At what age should a baby be taken to the swimming pool?

At what age should a baby be taken to the

From when can you take your baby to a swimming pool? What precautions should be taken to ensure that this first experience goes as smoothly as possible? Age, vaccines, water temperature… Swimming teacher Jeremie from Jeremcoach answers our questions.

Your baby is starting to grow and as the months pass, you can’t wait, take her to the swimming pool, to let him splash around in your arms. But at what age is it recommended to bathe baby and what should be provided? The lifeguard jeremcoach answers our questions about baby vaccines, the temperature of the swimming pool or the duration of swimming.

At what age should a baby be taken to the pool for the first time?

In general, you can take your baby to the swimming pool from 6 months, “we can start a little earlier, if the vaccines of the 5 months have all been done, says the lifeguard. Indeed, we must therefore wait until our toddler is up to date with his vaccines to be able to start splashing him.

What temperature should the pool water be at?

The water temperature should be heated to 32 degrees. “Normally, this is the temperature imposed in municipal swimming pools to be able to accommodate babies”, says the lifeguard. This is another reason why “it is better not to bathe your baby in a basin before six months, because the temperature of the water will be too cold for him”he adds.

Recommended swimming time for a baby?

Sessions generally last a maximum of 30 minutes. “It’s enough, because after the babies are very tired”, observes the swimming instructor. However, if our child does not move much and has lips that change color, we leave the pooleven if it’s only been 10 minutes, because this is a sign that he is cold. “Hence the importance that the water is sufficiently heated so that he does not get cold too quickly. He will thus be able to enjoy and not tense up”, he recalls. We therefore adapt the time to the dynamics of the child and the temperature of the water.

When can baby put his head under water?

From 6 months, the child can put his head under water. “Some children are a little more apprehensive and we wait a bit, it’s not very serious. Above all, we don’t force”, suggests Jeremcoach. In all cases, “We avoid having him put his head under water from his first session in the pool, so that he has time to adapt to this new environment”. Unless of course he launches himself or tilts his head to go!
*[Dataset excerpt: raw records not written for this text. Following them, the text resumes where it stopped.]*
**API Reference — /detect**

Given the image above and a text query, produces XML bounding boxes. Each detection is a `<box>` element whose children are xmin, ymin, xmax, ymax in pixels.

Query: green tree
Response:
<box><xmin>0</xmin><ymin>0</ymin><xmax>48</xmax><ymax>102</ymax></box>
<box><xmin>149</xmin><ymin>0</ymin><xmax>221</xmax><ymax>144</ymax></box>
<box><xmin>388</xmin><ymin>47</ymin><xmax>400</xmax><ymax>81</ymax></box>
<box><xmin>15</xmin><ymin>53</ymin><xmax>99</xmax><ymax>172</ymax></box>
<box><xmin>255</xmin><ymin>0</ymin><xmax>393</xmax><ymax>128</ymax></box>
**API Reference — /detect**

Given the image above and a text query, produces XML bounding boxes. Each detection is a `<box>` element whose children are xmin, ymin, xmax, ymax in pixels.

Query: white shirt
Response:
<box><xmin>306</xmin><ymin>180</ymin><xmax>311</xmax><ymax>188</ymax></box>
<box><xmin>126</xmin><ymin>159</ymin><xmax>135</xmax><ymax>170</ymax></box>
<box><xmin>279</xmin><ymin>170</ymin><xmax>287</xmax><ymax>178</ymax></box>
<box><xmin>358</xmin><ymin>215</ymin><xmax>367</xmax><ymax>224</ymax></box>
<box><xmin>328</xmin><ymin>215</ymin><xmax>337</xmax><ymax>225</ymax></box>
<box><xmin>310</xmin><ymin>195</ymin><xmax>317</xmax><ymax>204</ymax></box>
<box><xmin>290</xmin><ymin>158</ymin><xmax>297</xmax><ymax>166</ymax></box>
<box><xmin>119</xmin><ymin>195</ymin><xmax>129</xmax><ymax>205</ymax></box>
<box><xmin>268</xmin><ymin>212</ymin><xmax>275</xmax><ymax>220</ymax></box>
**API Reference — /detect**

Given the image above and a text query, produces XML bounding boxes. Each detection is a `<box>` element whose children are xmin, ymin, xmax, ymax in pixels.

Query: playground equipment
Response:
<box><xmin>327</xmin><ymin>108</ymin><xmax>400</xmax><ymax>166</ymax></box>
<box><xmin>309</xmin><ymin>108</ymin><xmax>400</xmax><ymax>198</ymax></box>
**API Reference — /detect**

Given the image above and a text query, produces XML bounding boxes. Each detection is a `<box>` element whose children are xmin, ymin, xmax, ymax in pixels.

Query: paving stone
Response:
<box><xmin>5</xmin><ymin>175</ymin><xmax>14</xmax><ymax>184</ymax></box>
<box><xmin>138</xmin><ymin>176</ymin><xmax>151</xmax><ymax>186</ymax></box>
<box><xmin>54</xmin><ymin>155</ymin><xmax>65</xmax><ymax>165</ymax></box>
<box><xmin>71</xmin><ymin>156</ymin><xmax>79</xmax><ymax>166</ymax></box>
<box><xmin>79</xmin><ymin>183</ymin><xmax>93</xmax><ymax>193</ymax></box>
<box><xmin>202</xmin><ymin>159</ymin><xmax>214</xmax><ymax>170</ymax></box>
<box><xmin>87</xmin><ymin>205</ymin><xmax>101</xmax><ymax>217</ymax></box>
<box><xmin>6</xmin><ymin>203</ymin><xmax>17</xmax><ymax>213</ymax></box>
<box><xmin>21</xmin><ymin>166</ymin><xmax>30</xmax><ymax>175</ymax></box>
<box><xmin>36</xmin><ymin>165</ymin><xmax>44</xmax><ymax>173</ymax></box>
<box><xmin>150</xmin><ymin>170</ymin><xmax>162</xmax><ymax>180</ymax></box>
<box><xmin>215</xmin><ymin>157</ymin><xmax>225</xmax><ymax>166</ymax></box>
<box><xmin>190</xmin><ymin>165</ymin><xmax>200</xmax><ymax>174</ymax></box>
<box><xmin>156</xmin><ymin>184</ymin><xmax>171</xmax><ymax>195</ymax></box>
What age for a baby swimming session?

As soon as the child is old enough to enter a pool, he can participate in baby swimming sessions, that is to say from 6 months. And, we can register it in baby swimmers up to about 3 years old. “The earlier we start, the sooner we work on motor skills with the baby and the water is a good support”, assures Jeremcoach. Indeed, these sessions will allow him to develop a little faster in the water and to indulge in new things according to his evolution. “These sessions will not teach him to swim, but to feel comfortable in the element that he will know later when he learns to swim”, he notes. It is also a moment of rest and relaxation for the child. And one time to bond parent/child. Note that a baby swimming session takes place with one or both parents, it depends on the rules of the establishments.

What accessories should be provided for babies at the swimming pool?

  • A baby diaper waterproof or eco-washable specially designed to go in the water.
  • A swimsuit (even if it is often possible to simply leave the child in his diaper).
  • Cap is not always mandatory for babies. It all depends on the internal regulations of each swimming pool. But, “often for babies, it is not imposed, because stuck to their head, it can disturb them, when they do not yet have much hair”reports the lifeguard.
  • A pair of armbands from 2 years old approximately (the age may vary a little depending on the weight of the child). “We avoid the buoy to put on, because if it turns around, the baby finds his head upside down and his feet stuck in it”, laments the swimming instructor. Moreover, “he just has his feet soaking in the water, so stuck, he can’t fully work his motor skills”, he points out. The best thing then, as long as he can’t wear armbands: hold him in our arms.
  • A good towel to wrap him when he comes out of the pool.
  • A snack. The swimming pool is hollow, so we provide him with a small snack such as a water bottle compote (practical to carry) or a bibi.